Cathy Miller, PhD, professor of nursing at the University of Texas at Tyler, presented her research on human trafficking to the World Health Organization at the United Nations in New York. Professor UT Tyler is part of a team leading the United Nations’ global strategic campaigners to end human trafficking. GSO aims to provide education on human trafficking and help develop policies and procedures to guide health care providers and hospital personnel in providing trauma-informed care and appropriate referral for victims of human trafficking.
“Human trafficking is recognized as a global pandemic with tens of millions, if not hundreds of millions, of people being victims every day,” Miller said. We will never know the true extent of the problem due to the hidden nature of the crime. Evidence shows that most of the world’s victims of human trafficking are among the most vulnerable and marginalized populations, never identified and, therefore, never receiving the health care and other forms of post-care support they need through health care provider referrals.”
After two four-year studies with five of the largest health care systems in the United States and five international health care systems in Italy, Nigeria, Ethiopia and India, Miller and colleagues developed a framework to guide the development of internationally adaptable and adoptable health care policies and procedures. The proposed framework of action, submitted to WHO for consideration, will outline how to identify, define and implement a trauma-informed, survivor-informed, person-centred, and culturally appropriate response to trafficked persons seeking health care. Currently, there is no globally customizable response procedure framework to guide health care providers’ response when a trafficking victim seeks medical care, Miller said.
UT Tyler Honors and junior nursing students Andrea Reyes of Mesquite and Kevin Larios of Houston also joined Miller to present at the United Nations as part of the Honors curriculum.
“We are proud of Dr. Cathy Miller and the work she does to highlight human trafficking and to help improve health care on a global scale,” said UT Tyler President Kirk A. Calhoun, MD, FACP. An estimated 40.3 million people are enslaved through trafficking in more than 167 countries.
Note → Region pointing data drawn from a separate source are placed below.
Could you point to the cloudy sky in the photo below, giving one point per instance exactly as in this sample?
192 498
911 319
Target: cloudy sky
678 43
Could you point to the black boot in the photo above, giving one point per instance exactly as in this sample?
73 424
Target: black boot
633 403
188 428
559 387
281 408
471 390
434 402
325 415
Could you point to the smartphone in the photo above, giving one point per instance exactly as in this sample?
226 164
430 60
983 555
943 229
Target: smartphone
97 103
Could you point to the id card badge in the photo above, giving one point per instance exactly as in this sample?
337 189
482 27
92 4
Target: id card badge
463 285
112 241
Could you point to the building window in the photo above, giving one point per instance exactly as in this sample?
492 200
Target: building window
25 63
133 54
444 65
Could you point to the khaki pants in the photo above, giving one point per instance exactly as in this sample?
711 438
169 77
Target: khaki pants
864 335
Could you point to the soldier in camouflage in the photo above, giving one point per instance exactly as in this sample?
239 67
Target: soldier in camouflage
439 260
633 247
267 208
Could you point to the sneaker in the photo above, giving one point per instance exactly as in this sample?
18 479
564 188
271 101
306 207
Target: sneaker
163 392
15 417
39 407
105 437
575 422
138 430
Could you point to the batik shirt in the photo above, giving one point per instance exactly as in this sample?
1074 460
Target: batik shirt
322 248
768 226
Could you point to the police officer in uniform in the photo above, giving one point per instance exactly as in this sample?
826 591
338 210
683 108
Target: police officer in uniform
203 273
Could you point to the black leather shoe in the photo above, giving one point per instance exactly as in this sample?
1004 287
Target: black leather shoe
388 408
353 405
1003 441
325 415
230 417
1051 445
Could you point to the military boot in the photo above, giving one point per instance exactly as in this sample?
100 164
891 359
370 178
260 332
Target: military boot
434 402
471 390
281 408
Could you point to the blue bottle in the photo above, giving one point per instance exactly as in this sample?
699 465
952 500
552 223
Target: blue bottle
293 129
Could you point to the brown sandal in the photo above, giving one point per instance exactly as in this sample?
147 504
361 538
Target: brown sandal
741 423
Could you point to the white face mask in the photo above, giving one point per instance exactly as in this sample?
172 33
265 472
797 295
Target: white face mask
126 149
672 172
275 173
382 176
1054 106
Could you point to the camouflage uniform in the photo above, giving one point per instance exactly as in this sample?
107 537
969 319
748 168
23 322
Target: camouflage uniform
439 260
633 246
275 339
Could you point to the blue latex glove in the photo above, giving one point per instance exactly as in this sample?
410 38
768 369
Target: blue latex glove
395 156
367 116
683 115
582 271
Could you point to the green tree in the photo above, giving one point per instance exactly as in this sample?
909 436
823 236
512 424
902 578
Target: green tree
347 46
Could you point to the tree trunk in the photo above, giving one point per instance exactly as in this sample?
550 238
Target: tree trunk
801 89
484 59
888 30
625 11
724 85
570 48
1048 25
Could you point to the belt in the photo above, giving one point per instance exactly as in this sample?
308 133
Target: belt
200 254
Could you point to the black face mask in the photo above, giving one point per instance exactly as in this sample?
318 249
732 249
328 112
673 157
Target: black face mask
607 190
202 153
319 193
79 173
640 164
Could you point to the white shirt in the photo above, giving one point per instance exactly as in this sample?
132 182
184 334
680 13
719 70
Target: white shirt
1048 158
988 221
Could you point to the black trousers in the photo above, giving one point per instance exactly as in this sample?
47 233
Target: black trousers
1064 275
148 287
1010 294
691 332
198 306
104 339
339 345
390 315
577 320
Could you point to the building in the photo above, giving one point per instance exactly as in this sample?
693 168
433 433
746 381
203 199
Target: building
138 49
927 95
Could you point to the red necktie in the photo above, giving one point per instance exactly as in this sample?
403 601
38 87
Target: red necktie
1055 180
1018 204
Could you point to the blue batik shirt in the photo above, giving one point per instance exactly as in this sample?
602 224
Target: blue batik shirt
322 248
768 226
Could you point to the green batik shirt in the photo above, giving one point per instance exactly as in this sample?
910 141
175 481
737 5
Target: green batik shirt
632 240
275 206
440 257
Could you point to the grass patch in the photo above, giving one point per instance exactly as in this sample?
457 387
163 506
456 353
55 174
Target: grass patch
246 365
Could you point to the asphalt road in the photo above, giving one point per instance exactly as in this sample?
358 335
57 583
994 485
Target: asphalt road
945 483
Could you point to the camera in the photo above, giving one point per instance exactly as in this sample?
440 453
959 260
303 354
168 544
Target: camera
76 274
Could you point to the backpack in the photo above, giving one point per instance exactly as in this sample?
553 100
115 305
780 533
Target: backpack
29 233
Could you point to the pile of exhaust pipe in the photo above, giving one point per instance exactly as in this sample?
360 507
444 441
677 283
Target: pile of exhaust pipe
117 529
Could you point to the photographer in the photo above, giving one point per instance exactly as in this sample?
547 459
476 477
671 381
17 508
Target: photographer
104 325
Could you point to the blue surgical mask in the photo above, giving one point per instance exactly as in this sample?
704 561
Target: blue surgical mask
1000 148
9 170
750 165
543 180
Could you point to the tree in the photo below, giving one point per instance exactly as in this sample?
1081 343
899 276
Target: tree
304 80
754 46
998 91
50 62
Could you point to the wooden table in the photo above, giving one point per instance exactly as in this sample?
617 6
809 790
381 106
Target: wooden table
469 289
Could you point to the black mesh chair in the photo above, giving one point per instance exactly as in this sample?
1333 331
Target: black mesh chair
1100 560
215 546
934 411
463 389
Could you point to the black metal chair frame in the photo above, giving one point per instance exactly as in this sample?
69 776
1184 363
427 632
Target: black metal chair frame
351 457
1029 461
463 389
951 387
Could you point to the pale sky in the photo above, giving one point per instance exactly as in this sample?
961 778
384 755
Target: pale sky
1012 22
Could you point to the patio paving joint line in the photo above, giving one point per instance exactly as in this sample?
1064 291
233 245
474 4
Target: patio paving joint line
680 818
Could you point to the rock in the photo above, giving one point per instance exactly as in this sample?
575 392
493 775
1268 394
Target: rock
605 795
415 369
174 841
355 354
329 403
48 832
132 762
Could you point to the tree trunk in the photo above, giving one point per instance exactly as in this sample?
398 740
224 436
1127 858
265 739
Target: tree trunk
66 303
GSO reported evidence that 88% to 92% of survivors sought medical care while being trafficked. Miller added that evidence has also shown that health care providers may be the only professionals who interact with enslaved individuals while they are under the control of their traffickers.
Miller is Director of Research and Scholarships at GSO and Principal Investigator for Domestic and International Studies.
Miller joined the faculty at UT Tyler in 2018. She has more than 25 years of experience as a registered nurse in the emergency department, intensive care unit, and trauma. She has worked with anti-trafficking organizations for over 12 years and cared for victims and survivors in the clinical setting for over 20 years. As founder and president of Miller Health Care Consulting, she serves as a subject matter expert for several law firms, the US Attorney’s Office – Southern Texas, and the Rusk County District Attorney’s Office.
Miller also serves as a consultant and trainer for the SOAR program of the National Anti-Trafficking Center of the US Office of Combating Trafficking in Persons. She is the co-founder and co-chair of the Task Force on Human Trafficking in the Coastal Texas Frontier District and an invited member of the North Texas Academic Collaborative Against Trafficking, Evidence-Based Results and Improvement for the Texas Child Trafficking Task Force.
With a mission to improve educational and healthcare outcomes for East Texas and beyond, UT Tyler offers more than 80 undergraduate and graduate programs to 10,000 students. UT Tyler was recently merged with the University of Texas Health Science Center at Tyler (now UT Tyler Health Science Center). Aligning with UT Tyler Health Science Center (HSC) and UT Health East Texas, UT Tyler has united these entities to serve Texas by providing high-quality education, cutting-edge research, and excellent patient care. Designated by Carnegie as a doctoral research institution and by US News & World Report as a national university, UT Tyler has campuses in Tyler, Longview, Palestine, and Houston.